Reputation: 2552
I have a SOLR with 9 cores. One of the cores has around 1 000 000 documents. (~1gb size)
After finishing commit of 100 docs to this core, my next 20 -40 queries to all other cores in SOLR get very slow( 3 to 8 seconds )
I add ~100 documents every 10 minutes using Data Import Handler and then commit ( without optimize ) the index.
I have on average 20 queries per second to all cores. I use Jetty with SOLR I have mergeFactor = 10
<mergeFactor>10</mergeFactor>
I have set autowarm count for cache
<filterCache
class="solr.FastLRUCache"
size="1048576"
initialSize="131072"
autowarmCount="943718"/>
<documentCache
class="solr.FastLRUCache" cleanupThread="true"
size="131072"
initialSize="117965"
autowarmCount="117965" />
I have 50 queries to autowarm a new searcher, for both newSearcher and firstSearcher.

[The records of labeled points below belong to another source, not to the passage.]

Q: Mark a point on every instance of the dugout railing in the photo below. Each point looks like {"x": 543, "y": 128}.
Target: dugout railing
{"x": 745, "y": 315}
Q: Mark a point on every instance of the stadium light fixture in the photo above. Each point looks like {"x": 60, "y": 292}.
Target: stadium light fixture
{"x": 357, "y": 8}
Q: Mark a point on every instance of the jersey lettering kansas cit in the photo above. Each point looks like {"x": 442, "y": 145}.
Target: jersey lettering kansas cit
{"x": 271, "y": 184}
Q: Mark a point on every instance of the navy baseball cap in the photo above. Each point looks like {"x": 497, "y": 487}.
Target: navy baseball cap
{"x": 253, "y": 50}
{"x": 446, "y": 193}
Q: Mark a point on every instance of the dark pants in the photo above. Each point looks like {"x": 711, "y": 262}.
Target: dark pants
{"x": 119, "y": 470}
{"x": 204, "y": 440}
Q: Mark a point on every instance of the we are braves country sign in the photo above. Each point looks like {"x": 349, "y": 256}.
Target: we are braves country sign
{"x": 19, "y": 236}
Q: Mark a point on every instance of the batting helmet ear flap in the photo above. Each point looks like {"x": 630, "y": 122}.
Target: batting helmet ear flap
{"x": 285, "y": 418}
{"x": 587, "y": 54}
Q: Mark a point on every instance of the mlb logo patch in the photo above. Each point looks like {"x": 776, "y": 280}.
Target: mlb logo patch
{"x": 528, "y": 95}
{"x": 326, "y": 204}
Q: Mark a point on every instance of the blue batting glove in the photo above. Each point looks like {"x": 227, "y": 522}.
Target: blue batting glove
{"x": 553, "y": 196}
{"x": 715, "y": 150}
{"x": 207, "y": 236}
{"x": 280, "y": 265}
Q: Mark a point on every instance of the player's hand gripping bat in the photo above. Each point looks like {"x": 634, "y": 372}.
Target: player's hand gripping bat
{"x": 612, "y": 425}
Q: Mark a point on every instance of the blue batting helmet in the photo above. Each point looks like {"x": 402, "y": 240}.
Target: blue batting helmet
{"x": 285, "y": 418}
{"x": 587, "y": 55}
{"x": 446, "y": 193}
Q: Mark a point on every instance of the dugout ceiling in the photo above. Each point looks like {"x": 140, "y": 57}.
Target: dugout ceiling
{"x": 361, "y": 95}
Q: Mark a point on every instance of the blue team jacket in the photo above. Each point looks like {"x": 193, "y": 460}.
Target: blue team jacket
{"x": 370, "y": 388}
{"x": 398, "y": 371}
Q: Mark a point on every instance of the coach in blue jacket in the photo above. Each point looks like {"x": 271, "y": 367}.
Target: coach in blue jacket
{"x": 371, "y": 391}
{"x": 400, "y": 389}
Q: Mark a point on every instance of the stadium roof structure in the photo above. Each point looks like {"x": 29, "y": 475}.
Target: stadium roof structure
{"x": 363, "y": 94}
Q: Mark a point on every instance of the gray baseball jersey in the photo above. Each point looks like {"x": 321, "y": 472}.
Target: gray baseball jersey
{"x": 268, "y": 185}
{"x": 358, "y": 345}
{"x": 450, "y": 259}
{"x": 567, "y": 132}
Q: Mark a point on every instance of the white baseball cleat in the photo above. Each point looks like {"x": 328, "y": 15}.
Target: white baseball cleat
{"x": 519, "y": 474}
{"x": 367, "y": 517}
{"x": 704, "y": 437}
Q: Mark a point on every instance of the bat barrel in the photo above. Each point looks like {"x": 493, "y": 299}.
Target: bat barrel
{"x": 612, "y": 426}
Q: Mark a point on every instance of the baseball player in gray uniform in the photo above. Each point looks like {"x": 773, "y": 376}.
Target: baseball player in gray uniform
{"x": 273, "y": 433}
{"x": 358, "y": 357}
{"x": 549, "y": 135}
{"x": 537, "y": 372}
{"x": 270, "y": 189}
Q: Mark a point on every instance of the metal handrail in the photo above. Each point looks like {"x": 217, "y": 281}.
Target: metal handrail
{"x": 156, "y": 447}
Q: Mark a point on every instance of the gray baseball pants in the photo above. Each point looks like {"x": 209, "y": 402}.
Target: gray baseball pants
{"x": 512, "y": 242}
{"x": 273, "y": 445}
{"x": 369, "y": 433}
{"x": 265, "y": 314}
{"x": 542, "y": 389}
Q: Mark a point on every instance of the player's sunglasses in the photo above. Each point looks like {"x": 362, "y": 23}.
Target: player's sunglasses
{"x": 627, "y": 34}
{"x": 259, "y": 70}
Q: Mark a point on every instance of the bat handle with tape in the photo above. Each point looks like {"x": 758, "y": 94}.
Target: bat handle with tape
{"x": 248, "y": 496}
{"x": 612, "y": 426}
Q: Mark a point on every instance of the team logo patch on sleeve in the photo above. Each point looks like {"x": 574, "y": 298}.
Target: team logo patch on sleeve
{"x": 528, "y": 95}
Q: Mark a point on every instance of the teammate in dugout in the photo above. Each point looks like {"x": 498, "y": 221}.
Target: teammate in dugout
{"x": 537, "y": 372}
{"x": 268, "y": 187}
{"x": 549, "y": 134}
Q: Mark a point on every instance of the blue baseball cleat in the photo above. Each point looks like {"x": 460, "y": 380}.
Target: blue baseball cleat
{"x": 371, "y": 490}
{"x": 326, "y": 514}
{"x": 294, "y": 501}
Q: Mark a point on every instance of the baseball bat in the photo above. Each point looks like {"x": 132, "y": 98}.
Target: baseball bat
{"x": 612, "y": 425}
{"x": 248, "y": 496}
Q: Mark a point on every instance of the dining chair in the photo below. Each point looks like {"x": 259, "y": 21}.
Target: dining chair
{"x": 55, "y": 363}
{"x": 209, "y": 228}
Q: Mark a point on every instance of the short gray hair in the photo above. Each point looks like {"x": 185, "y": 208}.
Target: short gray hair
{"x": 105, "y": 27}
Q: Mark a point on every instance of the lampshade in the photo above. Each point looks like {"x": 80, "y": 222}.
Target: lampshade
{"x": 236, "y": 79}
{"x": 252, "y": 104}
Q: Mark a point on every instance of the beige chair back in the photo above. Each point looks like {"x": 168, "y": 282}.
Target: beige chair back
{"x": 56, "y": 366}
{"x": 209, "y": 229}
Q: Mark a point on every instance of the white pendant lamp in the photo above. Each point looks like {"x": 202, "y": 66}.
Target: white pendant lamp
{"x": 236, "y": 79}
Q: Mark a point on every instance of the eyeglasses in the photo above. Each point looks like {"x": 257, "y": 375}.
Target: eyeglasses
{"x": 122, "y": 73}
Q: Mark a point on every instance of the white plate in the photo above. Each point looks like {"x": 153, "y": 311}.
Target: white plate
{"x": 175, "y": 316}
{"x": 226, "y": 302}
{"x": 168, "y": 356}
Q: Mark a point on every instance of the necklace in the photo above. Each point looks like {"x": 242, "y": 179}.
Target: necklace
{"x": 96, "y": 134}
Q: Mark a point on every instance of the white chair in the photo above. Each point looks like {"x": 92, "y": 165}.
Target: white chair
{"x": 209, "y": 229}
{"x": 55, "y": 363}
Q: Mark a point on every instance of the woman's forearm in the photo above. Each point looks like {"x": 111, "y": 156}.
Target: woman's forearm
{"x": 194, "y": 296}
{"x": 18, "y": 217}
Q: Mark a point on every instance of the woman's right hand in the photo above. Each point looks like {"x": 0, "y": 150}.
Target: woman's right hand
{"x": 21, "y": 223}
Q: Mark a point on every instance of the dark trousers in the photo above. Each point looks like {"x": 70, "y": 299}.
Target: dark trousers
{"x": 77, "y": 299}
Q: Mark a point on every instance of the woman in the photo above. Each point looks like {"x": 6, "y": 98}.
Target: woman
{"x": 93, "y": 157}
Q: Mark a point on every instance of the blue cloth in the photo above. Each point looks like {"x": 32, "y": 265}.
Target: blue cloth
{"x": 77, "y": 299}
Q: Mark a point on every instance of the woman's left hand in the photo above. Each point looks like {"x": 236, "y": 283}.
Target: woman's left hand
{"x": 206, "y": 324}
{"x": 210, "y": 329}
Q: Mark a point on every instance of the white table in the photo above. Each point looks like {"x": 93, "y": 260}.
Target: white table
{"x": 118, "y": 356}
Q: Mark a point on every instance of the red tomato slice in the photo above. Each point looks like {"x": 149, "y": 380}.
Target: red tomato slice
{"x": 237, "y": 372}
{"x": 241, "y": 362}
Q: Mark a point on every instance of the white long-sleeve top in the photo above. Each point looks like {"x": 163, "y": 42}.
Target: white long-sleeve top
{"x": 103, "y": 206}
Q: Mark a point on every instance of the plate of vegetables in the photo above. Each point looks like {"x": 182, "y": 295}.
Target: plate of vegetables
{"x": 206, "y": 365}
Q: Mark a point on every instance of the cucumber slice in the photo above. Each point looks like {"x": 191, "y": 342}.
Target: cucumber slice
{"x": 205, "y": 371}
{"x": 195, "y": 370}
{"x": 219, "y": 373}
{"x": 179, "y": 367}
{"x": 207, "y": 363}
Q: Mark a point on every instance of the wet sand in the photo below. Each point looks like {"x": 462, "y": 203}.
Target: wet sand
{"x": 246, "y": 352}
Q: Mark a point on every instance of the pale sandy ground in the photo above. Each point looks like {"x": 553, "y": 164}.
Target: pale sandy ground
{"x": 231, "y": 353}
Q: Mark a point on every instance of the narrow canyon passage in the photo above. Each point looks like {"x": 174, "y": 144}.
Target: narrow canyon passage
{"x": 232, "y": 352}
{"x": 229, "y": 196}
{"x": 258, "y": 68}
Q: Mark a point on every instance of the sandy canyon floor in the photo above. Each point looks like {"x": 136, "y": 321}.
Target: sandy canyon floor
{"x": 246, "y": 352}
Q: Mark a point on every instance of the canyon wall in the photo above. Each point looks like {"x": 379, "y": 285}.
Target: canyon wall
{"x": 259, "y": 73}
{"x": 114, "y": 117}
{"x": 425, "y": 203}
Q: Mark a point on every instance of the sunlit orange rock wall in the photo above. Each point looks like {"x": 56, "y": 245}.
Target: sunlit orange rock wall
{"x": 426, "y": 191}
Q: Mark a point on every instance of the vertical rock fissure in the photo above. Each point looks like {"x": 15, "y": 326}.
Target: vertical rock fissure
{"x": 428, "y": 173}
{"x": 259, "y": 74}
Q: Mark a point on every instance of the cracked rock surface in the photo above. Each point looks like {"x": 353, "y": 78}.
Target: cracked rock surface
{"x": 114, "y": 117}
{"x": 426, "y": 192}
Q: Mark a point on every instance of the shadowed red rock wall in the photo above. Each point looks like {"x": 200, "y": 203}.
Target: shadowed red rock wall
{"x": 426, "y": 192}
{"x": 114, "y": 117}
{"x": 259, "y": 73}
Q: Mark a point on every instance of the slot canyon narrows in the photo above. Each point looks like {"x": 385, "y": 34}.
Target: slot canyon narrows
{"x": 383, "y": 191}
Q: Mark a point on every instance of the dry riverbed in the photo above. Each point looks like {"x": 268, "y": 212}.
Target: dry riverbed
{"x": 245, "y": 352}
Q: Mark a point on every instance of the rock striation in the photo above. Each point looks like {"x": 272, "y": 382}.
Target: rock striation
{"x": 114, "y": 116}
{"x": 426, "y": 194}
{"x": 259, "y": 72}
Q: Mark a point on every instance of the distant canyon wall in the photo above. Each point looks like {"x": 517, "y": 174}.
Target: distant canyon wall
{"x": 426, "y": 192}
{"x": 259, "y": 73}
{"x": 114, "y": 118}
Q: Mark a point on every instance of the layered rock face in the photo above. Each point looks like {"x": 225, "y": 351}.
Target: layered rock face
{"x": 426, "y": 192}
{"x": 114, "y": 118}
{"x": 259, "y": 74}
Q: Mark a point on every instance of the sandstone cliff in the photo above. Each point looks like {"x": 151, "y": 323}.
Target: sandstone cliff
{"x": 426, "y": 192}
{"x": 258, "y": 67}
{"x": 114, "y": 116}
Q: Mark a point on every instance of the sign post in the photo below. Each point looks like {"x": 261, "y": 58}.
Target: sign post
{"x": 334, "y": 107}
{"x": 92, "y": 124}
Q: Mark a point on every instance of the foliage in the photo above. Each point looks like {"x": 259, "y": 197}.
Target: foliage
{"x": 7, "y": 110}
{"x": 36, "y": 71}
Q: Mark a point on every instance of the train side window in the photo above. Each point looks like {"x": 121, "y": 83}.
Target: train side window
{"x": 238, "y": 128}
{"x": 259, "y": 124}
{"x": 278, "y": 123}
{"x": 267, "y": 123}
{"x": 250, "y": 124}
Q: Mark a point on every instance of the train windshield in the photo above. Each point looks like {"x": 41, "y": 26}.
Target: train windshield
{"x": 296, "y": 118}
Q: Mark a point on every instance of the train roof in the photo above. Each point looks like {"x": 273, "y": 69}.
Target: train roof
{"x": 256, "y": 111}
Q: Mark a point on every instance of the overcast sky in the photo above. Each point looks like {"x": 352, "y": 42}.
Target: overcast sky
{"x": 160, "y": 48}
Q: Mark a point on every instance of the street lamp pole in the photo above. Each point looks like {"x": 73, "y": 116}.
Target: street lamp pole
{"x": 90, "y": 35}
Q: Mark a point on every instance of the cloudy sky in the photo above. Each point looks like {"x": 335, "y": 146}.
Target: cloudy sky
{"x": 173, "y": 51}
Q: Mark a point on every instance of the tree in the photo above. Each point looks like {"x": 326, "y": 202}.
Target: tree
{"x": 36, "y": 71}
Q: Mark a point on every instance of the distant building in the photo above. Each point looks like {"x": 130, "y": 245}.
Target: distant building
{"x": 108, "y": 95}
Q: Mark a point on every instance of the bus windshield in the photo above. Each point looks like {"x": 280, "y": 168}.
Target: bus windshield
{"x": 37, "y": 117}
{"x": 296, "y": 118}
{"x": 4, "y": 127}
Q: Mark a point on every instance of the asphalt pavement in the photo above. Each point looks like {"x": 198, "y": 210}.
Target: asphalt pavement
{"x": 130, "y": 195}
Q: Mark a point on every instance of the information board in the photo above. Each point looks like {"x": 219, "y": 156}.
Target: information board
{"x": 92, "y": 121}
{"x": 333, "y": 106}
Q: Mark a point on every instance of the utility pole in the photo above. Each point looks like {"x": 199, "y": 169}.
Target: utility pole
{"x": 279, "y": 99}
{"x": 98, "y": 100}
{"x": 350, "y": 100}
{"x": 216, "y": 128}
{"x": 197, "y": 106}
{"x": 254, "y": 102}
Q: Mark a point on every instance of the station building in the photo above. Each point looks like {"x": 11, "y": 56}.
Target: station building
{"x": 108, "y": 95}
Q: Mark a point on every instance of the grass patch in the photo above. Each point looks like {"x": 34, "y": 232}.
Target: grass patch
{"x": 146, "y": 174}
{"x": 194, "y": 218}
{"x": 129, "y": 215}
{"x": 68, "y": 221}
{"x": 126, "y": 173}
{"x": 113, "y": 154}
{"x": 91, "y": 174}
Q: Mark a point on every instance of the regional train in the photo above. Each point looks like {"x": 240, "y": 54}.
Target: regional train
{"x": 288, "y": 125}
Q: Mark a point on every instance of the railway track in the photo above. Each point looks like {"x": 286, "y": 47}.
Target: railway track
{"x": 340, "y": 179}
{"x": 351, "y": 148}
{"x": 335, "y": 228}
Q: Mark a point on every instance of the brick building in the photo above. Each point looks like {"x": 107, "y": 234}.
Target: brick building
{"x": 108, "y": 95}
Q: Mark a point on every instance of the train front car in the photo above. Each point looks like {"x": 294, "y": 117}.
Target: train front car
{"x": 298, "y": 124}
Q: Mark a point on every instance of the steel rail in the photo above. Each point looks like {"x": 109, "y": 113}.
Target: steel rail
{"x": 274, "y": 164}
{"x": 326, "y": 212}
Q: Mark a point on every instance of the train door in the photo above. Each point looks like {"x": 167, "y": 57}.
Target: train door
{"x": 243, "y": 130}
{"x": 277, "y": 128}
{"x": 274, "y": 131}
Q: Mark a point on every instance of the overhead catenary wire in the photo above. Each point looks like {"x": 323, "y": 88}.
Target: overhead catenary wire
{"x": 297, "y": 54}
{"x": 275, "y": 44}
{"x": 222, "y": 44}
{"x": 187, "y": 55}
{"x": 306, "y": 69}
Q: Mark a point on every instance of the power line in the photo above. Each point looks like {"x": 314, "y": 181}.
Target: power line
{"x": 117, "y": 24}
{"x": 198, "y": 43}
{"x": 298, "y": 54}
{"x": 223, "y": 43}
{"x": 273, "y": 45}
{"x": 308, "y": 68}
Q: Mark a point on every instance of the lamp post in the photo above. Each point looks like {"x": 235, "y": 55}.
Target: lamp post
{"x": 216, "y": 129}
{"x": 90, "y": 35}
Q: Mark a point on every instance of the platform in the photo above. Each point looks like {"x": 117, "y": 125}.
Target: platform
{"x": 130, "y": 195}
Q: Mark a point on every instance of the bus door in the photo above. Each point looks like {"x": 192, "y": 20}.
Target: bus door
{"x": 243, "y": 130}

<listener event="newSearcher" class="solr.QuerySenderListener">
<arr name="queries">
<str name="q">cake+boss</str><str name="facet">true</str><str name="facet.field">Category</str></lst>
...// 50 warm-up queries
</arr>
</listener>
//the same for firstSearcher
Upvotes: 2
Views: 4005
Reputation: 8214
You are pre-warming. This is the only way to decrease query time right after commit. You may need to work on the warming to get the right documents/queries/filters in the cache, but you are already going the right direction.
My guess is that this the rollover of the index due to commit, coupled with the cache pre-warming is sucking up all of your CPU and IO. The result is that your other cores aren't getting enough resources to respond rapidly. During a commit, your memory usage will rapidly spike, as there is a period of time where there are 2 copies of the index in Solr. Depending on your Memory usage, you could even be swapping, which would be incredibly destructive to query time.
Do a bit of CPU and Memory profiling during a commit. Make sure you aren't swapping. See if CPU cores get pegged. You most probably need to throw more hardware at this problem, or consider spreading your cores out to different machines so that they aren't impacted.